According to W3C document shared by @asmecher , it relies on the Understable Principle of Accessibility. To make a logic puzzle accessible we need to work with language, learning and cognitive issues to solve it. It is not impossible, but to make it work, it is recommended a comprehensive round test with different users.

A honey pot approach wouldn´t add any extra workload on users to fulfill a form but on bots.

[jonasraoni]

@israelcefrin I just read the W3C link... Looks like after all these years everybody is still in the same boat (while the bots are almost beating us).

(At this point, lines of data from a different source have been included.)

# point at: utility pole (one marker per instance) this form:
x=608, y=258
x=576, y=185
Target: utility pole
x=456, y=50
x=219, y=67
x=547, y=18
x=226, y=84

I like the honeypot solution, and if it's not enough, we can extend it (e.g. monitor if a given user is triggering too many actions in a small period of time).

[NateWr]

To make a logic puzzle accessible we need to work with language, learning and cognitive issues

Yeah, the main issue is coming up with something that works across all the different languages/cultures that our product is used in.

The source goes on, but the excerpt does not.